Metallica and The Weeknd Fans Targeted in Fake Concert Ticket Scams, Bitdefender Labs Warns

Bitdefender Labs is once again warning consumers about an ongoing scam campaign that aims to cash in on the excitement surrounding major upcoming concerts in Europe.

This time, cybercriminals are targeting fans eager to see Metallica and The Weeknd in Poland in 2026. According to Bitdefender researcher Andreea Olariu, scammers are using fake ads on Facebook to promote non-existent tickets and trick victims into paying in ways that make refunds nearly impossible.

This warning comes amid a surge in ticket fraud across Europe. Action Fraud, the UK’s national fraud and cybercrime reporting service, recently revealed that ticket fraud losses jumped nearly 50% year-on-year — from £6.7 million in 2023 to £9.7 million in 2024.

How the Scam Works

Fraudulent Facebook pages with little to no history, such as “Warszawa Live,” are promoting ads for upcoming concerts. They claim to sell tickets for:

• Metallica (Warsaw, May 19, 2026)
• The Weeknd (Warsaw, August 4, 2026)

The same pages previously advertised fake tickets for artists like 50 Cent, Imagine Dragons, and Sanah.

Victims are redirected to mticket-pl.org, a fraudulent site created on Sept. 6, 2025, to impersonate the legitimate Polish ticketing platform mticket.pl.

After the previous domain was taken down, scammers quickly moved to a fresh one: plebilet.shop, impersonating the official platform ebilet.pl.

Both sites mimic legitimate platforms with seat maps, checkout forms, and professional branding to trick fans.

Although the checkout pages encourage buyers to use BLIK, Apple Pay, Google Pay, every choice ultimately redirects victims to Mercuryo, where they are unknowingly buying cryptocurrency for the scammers. Because crypto payments are irreversible, victims have no way to recover funds.

A fake confirmation page appears, but no valid tickets are delivered.

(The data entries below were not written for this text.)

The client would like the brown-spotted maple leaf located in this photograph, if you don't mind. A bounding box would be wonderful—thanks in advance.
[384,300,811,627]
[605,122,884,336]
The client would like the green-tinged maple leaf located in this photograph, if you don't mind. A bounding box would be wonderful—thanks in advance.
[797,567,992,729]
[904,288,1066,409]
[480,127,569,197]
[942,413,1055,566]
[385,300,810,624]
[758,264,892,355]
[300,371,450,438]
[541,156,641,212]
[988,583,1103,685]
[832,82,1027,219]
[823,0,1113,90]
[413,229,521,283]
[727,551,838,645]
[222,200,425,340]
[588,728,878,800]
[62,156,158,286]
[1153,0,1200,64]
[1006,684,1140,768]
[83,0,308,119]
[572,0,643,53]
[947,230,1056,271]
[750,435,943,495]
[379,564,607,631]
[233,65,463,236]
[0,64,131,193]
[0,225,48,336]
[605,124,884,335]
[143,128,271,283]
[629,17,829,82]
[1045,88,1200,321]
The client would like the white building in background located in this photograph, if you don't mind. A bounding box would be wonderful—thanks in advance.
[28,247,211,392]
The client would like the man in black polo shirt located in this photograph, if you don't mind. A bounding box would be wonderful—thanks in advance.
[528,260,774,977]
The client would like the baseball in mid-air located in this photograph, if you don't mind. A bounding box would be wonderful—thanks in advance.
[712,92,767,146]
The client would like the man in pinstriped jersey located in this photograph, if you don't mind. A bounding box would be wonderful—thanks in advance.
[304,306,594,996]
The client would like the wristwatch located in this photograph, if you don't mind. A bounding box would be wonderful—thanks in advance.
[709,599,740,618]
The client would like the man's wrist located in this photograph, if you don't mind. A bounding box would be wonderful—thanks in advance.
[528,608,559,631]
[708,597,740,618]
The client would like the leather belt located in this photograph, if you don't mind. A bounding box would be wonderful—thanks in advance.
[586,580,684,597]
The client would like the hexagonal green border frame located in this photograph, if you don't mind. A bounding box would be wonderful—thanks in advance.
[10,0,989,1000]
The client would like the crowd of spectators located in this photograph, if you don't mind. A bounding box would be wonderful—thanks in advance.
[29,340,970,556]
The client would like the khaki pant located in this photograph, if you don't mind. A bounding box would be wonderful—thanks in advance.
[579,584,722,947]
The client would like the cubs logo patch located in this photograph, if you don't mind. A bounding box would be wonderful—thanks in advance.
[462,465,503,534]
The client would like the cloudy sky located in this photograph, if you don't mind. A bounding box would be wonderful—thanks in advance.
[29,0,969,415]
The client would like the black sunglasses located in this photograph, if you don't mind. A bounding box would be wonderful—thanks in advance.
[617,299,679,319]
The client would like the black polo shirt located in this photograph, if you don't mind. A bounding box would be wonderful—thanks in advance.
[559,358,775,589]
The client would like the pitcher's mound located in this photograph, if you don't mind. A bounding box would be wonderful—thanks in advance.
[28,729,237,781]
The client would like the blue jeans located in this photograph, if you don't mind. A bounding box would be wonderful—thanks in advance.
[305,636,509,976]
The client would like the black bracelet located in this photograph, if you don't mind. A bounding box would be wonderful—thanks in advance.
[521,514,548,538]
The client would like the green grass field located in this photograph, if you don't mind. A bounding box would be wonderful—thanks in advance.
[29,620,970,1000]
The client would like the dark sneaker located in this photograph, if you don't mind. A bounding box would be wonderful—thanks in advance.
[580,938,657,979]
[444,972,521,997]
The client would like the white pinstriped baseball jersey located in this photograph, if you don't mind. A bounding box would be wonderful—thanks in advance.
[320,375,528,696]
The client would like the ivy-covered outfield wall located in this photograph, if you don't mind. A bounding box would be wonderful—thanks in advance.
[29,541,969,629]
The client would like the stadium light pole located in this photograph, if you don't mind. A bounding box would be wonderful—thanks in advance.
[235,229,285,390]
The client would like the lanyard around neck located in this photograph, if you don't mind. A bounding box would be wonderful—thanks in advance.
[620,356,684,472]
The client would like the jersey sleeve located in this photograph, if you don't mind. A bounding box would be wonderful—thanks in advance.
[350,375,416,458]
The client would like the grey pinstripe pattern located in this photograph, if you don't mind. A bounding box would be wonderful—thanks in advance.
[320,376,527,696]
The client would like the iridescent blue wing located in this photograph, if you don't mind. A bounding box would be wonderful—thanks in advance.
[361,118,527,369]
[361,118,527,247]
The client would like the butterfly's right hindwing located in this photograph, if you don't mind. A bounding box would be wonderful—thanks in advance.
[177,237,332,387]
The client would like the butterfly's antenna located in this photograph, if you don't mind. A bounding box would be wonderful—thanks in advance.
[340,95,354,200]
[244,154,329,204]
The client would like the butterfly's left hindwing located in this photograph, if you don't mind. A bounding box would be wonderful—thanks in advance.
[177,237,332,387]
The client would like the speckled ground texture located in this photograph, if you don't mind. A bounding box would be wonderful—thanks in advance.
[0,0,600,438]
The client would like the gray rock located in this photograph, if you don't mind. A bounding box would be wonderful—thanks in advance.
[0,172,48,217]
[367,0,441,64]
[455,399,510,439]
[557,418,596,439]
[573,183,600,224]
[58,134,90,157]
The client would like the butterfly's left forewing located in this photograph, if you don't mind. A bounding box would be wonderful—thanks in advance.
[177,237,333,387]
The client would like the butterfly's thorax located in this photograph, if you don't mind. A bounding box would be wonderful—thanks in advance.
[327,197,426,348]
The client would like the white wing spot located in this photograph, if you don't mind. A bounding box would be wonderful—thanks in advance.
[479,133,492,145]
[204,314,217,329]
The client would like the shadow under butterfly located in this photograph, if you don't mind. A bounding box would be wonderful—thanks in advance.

Red Flags That Give the Scam Away

• Suspicious domain: mticket-pl[.]org was only registered in September 2025 and it is now down. Be wary of any new websites such as plebilet[.]shop.
• Mismatched details: the site lists Puskás Aréna in Hungary but claims the concert is at PGE Narodowy in Warsaw.
• Unrealistic pricing: Some of The Weeknd tickets were listed at 158 PLN — far below market value. However, the checkout shows 490 Euro.
• Crypto payments required: scammers funnel users into irreversible payment methods.
• Shady promotions: the ads come from new Facebook accounts with almost no organic reach.

How to Stay Safe

• Purchase concert tickets only from official sources – venue box offices, official promoters, or well-known ticketing platforms.
• Check the official pre-sale or release date – if someone offers tickets before they’re officially on sale, it’s a scam. Official tickets for Metallica (Warsaw, May 19, 2026) are already sold out. Tickets for The Weeknd's show (Warsaw, August 4, 2026) go on pre-sale on Sept. 9 and general sale on Sept. 12. Anyone claiming to sell them early is a scammer.
• Avoid bank transfers and crypto payments – use a credit card whenever possible, which gives you stronger protections.
• Be cautious of ads and emails – especially those promoting sold-out concerts or “exclusive offers.” If it seems too good to be true, it probably is.
• Strengthen your accounts – use unique, strong passwords for ticketing sites and enable two-step verification.
• Verify links before clicking – run any suspicious URLs through Bitdefender Link Checker.
• Get expert help instantly – forward suspicious ads, links, screenshots or offers to Bitdefender Scamio, our free AI-powered scam detection tool.